Ordonnance du 28 Mai 2021

N° RG 20/00385 – N° Portalis DBVP-V-B7E-EUPV

AFFAIRE : Société X Y Z

C/ S.A.S. AGRI-NEGOCE OUEST

ORDONNANCE

DU MAGISTRAT CHARGE DE LA MISE EN ETAT

DU 28 Mai 2021

Nous, Catherine Muller, Conseiller à la Cour d’Appel d’ANGERS, chargée de la mise en état, assistée de Christine Leveuf, Greffier,

Statuant dans la procédure suivie :

ENTRE :

S.A.S. AGRI-NEGOCE OUEST anciennement AGRIDUO

[…]

[…]

Représentée par Me Jean-philippe PELTIER de la SCP PELTIER, NEVEU & CALDERERO, avocat au barreau du MANS – N° du dossier 18340 et Me Pierrick SALLÉ, avocat au barreau de BOURGES

Intimée,

Demanderesse à l’incident

ET :

LE X Y Z

'[…]

[…]

Représentée par Me Eric TRACOL, avocat au barreau du MANS – N° du dossier 20180008

Appelant

Défendeur à l’incident

Après débats à l’audience tenue en notre Cabinet au Palais de Justice le 24 mars 2021 à laquelle les avocats des parties étaient dûment appelés, avons rendu l’ordonnance ci-après :

Par jugement en date du 12 novembre 2019, le tribunal de grande instance du Mans a débouté la SAS Agriduo de sa demande en paiement au titre du compte n°6465, sursis à statuer sur les autres demandes, ordonné la réouverture des débats, révoqué l’ordonnance de clôture du 2 mai 2019, renvoyé l’affaire à la mise en état du 16 janvier 2020, enjoint à la SAS Agriduo de produire un décompte expurgé des intérêts de retard et réservé les dépens.

Suivant déclaration en date du 27 février 2020, le X Y Z a relevé appel de ce jugement en ce qu’il a sursis à statuer sur les autres demandes, ordonné la réouverture des débats, révoqué l’ordonnance de clôture, renvoyé l’affaire à la mise en état et enjoint à la SAS Agriduo de produire un décompte expurgé des intérêts de retard.
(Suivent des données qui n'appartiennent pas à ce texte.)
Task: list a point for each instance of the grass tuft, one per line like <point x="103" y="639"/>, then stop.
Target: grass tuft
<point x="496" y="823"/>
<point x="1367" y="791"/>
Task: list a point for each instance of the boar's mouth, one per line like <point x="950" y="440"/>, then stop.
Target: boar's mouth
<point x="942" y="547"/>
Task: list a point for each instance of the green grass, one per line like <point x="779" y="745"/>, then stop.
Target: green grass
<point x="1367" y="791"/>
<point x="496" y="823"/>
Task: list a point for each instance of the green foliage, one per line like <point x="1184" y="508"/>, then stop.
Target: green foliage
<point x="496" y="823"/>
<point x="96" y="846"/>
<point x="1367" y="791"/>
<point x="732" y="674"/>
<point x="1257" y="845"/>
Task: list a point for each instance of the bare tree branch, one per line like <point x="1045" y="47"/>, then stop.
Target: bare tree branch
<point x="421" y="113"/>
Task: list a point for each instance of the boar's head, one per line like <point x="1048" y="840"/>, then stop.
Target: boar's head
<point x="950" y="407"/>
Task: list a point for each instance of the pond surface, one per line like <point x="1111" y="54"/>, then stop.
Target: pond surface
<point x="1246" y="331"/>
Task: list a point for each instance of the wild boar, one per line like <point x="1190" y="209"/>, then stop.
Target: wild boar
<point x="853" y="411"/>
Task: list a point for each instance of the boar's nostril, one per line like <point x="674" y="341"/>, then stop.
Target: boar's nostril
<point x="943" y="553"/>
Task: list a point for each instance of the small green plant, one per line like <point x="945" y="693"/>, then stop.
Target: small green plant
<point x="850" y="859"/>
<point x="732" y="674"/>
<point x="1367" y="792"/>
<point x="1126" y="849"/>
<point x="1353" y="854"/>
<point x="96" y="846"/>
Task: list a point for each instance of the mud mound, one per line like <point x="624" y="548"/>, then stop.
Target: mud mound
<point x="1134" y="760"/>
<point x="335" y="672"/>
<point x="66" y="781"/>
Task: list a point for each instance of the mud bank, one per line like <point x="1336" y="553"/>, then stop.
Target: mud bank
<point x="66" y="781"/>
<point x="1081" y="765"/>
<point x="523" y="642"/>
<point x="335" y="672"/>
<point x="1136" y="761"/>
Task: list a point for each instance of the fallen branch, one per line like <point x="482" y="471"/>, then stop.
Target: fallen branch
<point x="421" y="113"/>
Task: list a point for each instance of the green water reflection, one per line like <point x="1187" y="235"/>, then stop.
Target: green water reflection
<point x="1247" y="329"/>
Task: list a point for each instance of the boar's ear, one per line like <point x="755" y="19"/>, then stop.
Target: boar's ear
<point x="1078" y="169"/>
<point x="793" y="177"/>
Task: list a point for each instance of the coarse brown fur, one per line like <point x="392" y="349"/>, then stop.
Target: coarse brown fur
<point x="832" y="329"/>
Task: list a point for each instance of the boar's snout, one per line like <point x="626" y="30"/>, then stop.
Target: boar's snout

L’appelant a déposé ses conclusions le 23 mai 2020, soit dans le délai de trois mois imparti par l’article 908 du code de procédure civile, et les a notifiées le 9 juin 2020 au conseil constitué dans l’intervalle pour l’intimée qui a saisi le conseiller de la mise en état le 15 juin 2020 d’une demande d’irrecevabilité de l’appel et conclu le 22 juillet 2020, soit dans le délai de trois mois imparti par l’article 909 du même code, à la confirmation du jugement sous réserve de la décision à intervenir sur la recevabilité de l’appel.

L’appelant, absent à l’audience du 16 décembre 2020 à laquelle avait été retenu l’incident d’irrecevabilité de l’appel, ne semblant pas avoir été avisé du renvoi de l’affaire à cette date, le conseiller de la mise en état a, par décision en date du 17 février 2021, ordonné la réouverture des débats sur cet incident à l’audience du 24 mars 2021 et réservé toutes les demandes, de même que les dépens de l’incident et l’application de l’article 700 du code de procédure civile.

Dans ses dernières conclusions n°3 en date du 3 février 2020, la SAS Agriduo demande au conseiller de la mise en état de déclarer l’appel irrecevable et de condamner l’appelant au paiement d’une indemnité de 2.000 euros sur le fondement de l’article 700 du code de procédure civile, ainsi qu’aux entiers dépens.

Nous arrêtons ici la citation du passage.